In a chilling display of premeditation, Meher travelled 250 km to Raipur, Chhattisgarh, to courier the bomb from a basement service with no CCTV. He used the alias "S K Sharma" and a fake address. The parcel arrived in Patnagarh on February 20 and was delivered three days later - just as Meher attended both Soumya’s wedding and, later, his funeral.
The case initially stumped investigators as there were no eyewitnesses and evidence was purely circumstantial. But a taunting anonymous letter, sent to the Bolangir Superintendent of Police, became the breakthrough. Claiming three people were behind the blast due to Soumya’s "betrayal," the letter instead exposed Meher’s command of English, a detail that narrowed the search to him.
"The language, the font size and the spacing in the letter indicated that it was sent by someone with command over English," IPS officer Arun Bothra, who led the Crime Branch probe, was quoted by TimesNow. "When we searched his house, evidence was scientifically matched. That was the turning point."
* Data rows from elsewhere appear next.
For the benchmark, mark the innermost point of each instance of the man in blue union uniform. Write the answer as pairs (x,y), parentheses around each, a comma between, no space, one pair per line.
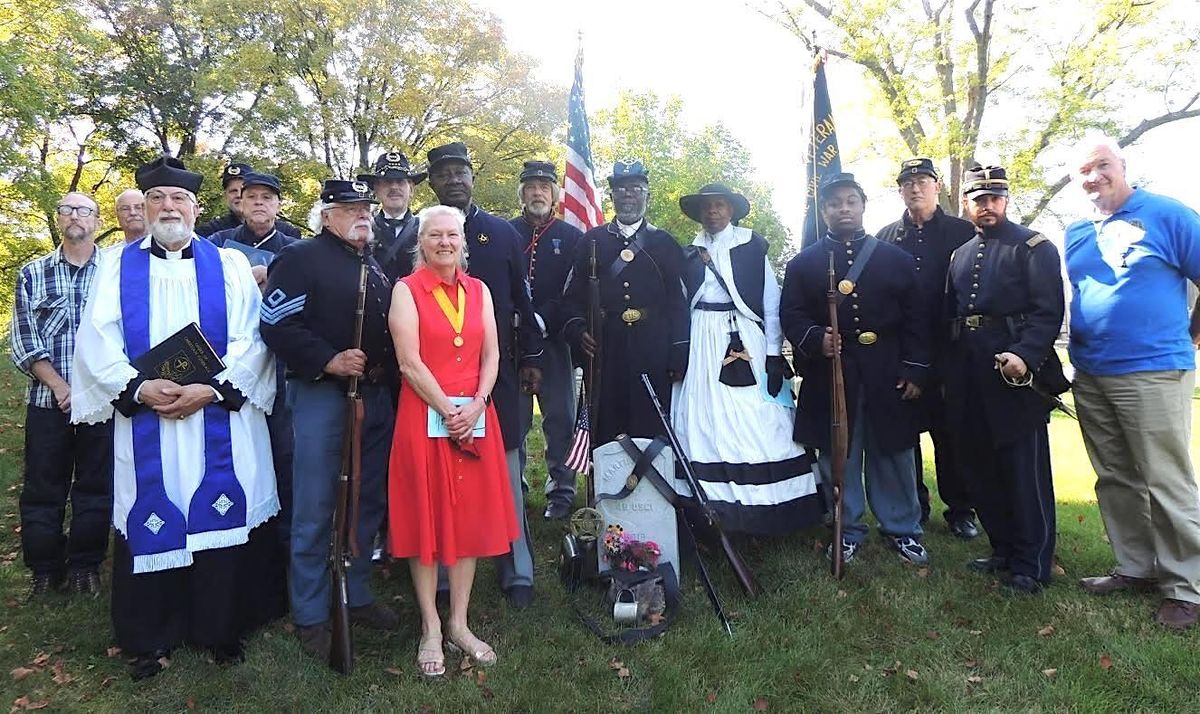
(549,245)
(493,251)
(1005,307)
(885,348)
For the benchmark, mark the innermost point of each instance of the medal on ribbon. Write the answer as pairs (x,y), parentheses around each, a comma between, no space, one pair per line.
(456,315)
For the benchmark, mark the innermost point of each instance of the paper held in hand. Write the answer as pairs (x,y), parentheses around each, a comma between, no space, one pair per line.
(437,426)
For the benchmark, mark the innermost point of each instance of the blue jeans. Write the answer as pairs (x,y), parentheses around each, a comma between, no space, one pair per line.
(557,402)
(889,485)
(318,418)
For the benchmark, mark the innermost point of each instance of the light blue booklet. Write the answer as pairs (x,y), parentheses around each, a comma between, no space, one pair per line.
(437,426)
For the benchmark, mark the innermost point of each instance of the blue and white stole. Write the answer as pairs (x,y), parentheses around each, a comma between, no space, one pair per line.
(159,534)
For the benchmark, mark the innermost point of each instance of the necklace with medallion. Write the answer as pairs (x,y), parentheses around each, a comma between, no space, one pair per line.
(456,315)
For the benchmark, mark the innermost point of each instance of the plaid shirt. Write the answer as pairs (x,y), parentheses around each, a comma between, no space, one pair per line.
(46,316)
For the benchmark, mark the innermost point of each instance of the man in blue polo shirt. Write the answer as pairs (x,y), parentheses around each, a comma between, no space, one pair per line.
(1133,347)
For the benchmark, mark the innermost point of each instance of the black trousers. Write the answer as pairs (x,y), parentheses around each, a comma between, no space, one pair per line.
(952,483)
(65,462)
(213,604)
(1014,496)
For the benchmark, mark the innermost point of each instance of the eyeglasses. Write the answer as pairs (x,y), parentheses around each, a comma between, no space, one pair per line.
(157,197)
(83,211)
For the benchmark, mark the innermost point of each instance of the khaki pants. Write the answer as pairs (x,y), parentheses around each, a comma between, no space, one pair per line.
(1137,430)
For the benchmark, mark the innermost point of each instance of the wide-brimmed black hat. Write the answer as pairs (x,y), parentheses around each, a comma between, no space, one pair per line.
(257,179)
(167,171)
(339,191)
(843,179)
(917,166)
(539,169)
(691,203)
(629,169)
(979,180)
(451,151)
(234,171)
(393,165)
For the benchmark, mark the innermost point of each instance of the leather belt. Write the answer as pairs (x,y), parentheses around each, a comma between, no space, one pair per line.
(864,337)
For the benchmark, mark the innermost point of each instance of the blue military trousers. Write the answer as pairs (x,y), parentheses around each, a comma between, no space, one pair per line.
(557,402)
(888,483)
(318,418)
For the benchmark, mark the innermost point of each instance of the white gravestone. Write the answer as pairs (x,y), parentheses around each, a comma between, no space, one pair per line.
(645,514)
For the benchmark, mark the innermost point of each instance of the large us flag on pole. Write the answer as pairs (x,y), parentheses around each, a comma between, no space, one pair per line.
(581,202)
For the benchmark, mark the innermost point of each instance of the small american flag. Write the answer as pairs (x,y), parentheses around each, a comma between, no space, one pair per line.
(579,456)
(581,203)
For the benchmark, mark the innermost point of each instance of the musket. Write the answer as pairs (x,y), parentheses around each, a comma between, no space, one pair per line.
(745,579)
(839,437)
(592,384)
(346,507)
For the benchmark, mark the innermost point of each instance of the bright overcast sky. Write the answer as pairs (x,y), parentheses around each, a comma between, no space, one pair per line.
(713,53)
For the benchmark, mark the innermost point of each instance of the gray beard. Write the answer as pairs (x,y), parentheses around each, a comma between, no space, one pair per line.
(171,235)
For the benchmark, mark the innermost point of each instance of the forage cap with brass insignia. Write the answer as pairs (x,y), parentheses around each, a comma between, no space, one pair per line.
(915,167)
(981,180)
(340,191)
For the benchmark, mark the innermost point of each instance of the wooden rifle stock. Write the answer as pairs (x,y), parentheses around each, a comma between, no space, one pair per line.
(745,579)
(839,441)
(346,509)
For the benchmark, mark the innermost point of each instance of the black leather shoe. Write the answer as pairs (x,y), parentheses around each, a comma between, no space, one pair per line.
(83,582)
(964,528)
(45,583)
(520,597)
(988,565)
(148,665)
(557,510)
(1023,585)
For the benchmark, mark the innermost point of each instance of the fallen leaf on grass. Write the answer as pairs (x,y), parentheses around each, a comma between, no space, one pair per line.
(60,673)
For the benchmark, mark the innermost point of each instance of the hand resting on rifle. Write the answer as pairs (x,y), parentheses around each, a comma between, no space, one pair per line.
(827,343)
(1011,365)
(348,363)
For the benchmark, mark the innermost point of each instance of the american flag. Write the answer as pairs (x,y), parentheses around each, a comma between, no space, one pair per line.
(579,456)
(581,202)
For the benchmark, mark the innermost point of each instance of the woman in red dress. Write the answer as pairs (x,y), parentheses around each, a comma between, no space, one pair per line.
(449,495)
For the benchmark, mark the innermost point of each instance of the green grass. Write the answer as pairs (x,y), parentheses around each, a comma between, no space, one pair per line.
(889,637)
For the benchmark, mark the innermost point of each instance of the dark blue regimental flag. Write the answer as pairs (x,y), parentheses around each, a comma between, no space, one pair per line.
(823,157)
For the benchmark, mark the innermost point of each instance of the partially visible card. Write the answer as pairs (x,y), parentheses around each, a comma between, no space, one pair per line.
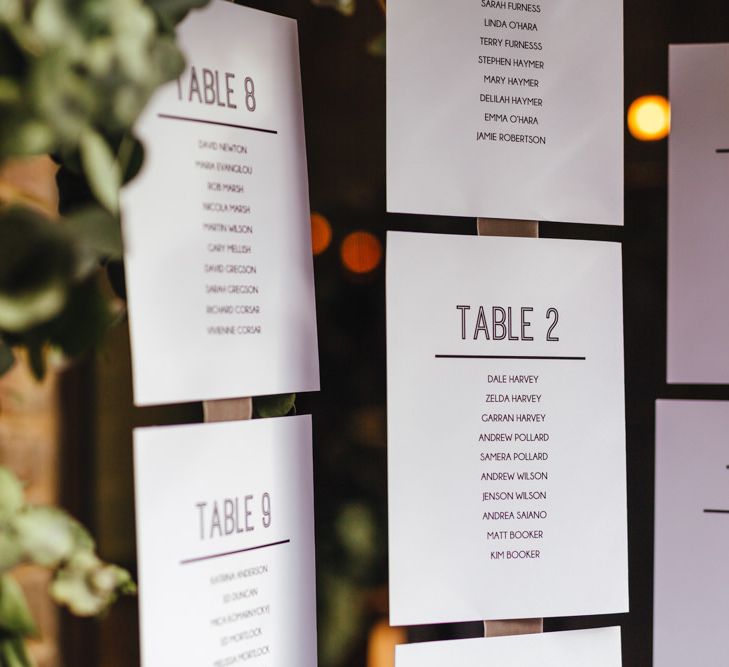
(582,648)
(225,532)
(691,605)
(698,202)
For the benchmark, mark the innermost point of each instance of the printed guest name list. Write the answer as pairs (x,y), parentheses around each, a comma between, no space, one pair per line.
(506,434)
(514,56)
(506,109)
(216,226)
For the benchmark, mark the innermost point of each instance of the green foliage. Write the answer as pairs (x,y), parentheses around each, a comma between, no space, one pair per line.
(74,77)
(50,538)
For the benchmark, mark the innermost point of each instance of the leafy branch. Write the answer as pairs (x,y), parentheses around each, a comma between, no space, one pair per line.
(49,538)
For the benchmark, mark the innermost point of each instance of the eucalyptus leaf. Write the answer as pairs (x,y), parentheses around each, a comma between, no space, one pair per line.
(15,616)
(19,312)
(13,653)
(96,229)
(101,169)
(274,406)
(49,536)
(87,586)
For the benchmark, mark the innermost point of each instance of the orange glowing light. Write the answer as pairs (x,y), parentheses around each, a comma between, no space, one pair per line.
(649,118)
(381,644)
(361,252)
(321,233)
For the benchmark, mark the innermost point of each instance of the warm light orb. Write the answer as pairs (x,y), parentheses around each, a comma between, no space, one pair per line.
(649,118)
(361,252)
(321,233)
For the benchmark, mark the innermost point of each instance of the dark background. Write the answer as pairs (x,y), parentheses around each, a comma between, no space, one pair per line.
(344,92)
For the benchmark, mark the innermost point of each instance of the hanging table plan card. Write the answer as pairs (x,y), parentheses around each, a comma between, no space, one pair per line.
(691,607)
(216,226)
(596,648)
(506,109)
(225,534)
(506,428)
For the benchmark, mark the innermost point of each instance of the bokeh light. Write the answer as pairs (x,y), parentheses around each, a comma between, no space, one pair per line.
(649,118)
(321,233)
(361,252)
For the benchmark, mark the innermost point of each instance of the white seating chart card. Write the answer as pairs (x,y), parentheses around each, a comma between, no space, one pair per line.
(216,227)
(506,109)
(225,532)
(506,428)
(583,648)
(698,205)
(691,606)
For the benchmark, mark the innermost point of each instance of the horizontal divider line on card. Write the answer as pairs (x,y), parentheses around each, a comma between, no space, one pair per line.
(199,559)
(504,356)
(187,119)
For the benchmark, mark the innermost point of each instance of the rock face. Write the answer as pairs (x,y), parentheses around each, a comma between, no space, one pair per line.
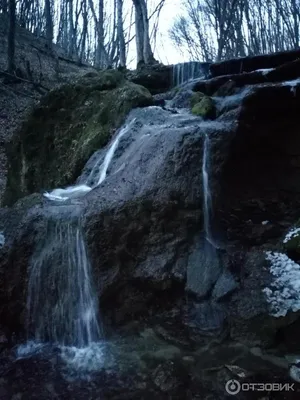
(152,260)
(64,130)
(157,78)
(247,64)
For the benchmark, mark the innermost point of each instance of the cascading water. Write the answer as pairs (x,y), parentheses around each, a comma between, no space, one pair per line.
(206,189)
(96,176)
(207,198)
(62,305)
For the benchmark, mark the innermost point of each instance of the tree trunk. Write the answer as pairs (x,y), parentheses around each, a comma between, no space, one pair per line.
(11,37)
(3,6)
(121,40)
(49,24)
(139,32)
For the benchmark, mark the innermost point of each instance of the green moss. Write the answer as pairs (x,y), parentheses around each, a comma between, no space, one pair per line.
(69,124)
(196,98)
(205,108)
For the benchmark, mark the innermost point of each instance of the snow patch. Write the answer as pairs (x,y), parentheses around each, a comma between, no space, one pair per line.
(291,234)
(283,295)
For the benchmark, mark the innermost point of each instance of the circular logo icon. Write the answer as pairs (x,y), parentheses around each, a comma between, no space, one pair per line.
(233,387)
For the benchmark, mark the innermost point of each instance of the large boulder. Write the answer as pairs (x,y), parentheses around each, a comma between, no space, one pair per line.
(64,130)
(157,78)
(152,262)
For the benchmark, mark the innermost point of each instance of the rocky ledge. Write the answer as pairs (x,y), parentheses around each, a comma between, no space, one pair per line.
(231,309)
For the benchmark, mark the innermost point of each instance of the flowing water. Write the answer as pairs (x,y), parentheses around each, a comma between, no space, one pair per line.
(96,176)
(62,305)
(207,208)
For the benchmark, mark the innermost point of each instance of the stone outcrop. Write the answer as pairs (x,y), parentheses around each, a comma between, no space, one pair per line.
(252,63)
(64,130)
(153,266)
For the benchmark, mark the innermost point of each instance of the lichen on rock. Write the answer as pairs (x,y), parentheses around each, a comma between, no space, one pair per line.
(67,126)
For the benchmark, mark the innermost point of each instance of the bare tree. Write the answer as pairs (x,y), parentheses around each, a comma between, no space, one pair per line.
(49,24)
(3,6)
(218,29)
(143,46)
(11,37)
(121,39)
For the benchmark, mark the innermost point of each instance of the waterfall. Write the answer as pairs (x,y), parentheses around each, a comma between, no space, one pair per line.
(207,198)
(206,189)
(62,304)
(97,174)
(188,71)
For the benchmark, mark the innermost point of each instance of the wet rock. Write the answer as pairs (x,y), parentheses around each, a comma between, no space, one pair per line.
(205,108)
(64,130)
(165,377)
(224,286)
(203,268)
(156,77)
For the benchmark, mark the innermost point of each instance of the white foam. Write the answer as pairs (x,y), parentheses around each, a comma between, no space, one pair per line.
(29,348)
(86,359)
(291,234)
(67,193)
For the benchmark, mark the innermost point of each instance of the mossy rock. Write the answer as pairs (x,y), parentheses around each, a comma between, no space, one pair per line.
(196,98)
(64,130)
(205,108)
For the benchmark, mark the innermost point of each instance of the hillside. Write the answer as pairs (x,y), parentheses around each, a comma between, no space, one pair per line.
(38,72)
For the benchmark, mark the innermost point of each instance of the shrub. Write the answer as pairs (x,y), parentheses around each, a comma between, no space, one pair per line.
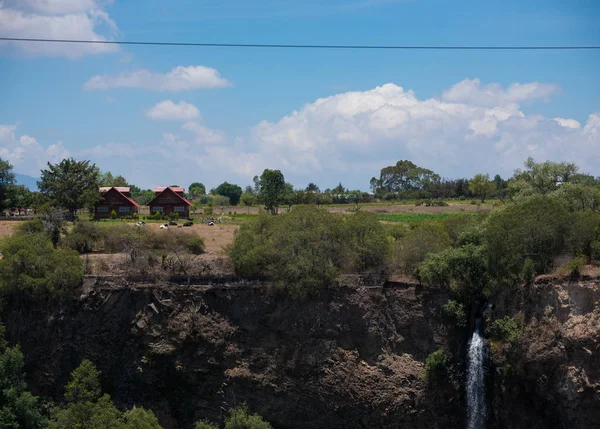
(30,227)
(505,329)
(410,251)
(203,424)
(436,367)
(194,245)
(32,268)
(240,418)
(456,311)
(528,270)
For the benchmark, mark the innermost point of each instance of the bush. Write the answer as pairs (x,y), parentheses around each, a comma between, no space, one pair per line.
(203,424)
(30,227)
(528,270)
(305,250)
(240,418)
(456,311)
(194,245)
(505,329)
(410,251)
(85,237)
(436,367)
(32,268)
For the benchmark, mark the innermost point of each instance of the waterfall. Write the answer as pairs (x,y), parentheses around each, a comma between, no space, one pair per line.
(476,410)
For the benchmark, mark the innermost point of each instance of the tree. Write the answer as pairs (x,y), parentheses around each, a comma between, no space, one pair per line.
(542,178)
(272,189)
(139,418)
(32,268)
(233,192)
(196,189)
(107,179)
(7,178)
(481,186)
(405,177)
(18,408)
(71,184)
(240,418)
(312,187)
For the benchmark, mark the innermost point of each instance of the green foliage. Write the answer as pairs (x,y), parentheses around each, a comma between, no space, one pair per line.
(534,227)
(416,218)
(84,384)
(7,178)
(240,418)
(436,367)
(139,418)
(85,237)
(413,248)
(528,270)
(19,409)
(33,269)
(272,189)
(233,192)
(196,189)
(463,269)
(203,424)
(306,249)
(71,184)
(505,329)
(481,186)
(30,227)
(456,311)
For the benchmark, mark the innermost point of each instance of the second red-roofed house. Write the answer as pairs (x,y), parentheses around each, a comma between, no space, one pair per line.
(117,199)
(170,200)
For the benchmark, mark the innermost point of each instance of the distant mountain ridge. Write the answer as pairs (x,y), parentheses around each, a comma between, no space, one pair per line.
(28,181)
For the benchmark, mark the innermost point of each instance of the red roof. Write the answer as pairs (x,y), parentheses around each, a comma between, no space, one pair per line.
(160,189)
(175,191)
(120,190)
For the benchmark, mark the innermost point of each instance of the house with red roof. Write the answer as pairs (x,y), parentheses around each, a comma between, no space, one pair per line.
(170,200)
(118,199)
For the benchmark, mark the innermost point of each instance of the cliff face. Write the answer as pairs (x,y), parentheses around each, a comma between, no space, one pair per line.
(351,358)
(551,376)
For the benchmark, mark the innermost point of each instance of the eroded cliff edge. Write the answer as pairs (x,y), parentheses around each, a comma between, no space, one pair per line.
(351,358)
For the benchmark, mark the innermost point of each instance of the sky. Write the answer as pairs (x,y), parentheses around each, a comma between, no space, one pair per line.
(175,115)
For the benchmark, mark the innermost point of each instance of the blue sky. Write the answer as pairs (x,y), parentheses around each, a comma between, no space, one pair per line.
(164,115)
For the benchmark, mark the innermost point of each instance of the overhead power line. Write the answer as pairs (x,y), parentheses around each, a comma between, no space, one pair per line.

In a statement following the verdict, Sanjukta said she was satisfied with the outcome, though the pain of losing her son could never be undone. “We were hoping for capital punishment in the crime considering its rarest of the rare nature,” added Soumya’s father, Rabindra Sahu, while expressing gratitude to the judiciary.
The 2018 chargesheet included statements from 72 witnesses, along with digital evidence like laptops, hard drives and CCTV footage from the Raipur courier office. Train station receipts from Kantabanji further cemented Meher’s movements.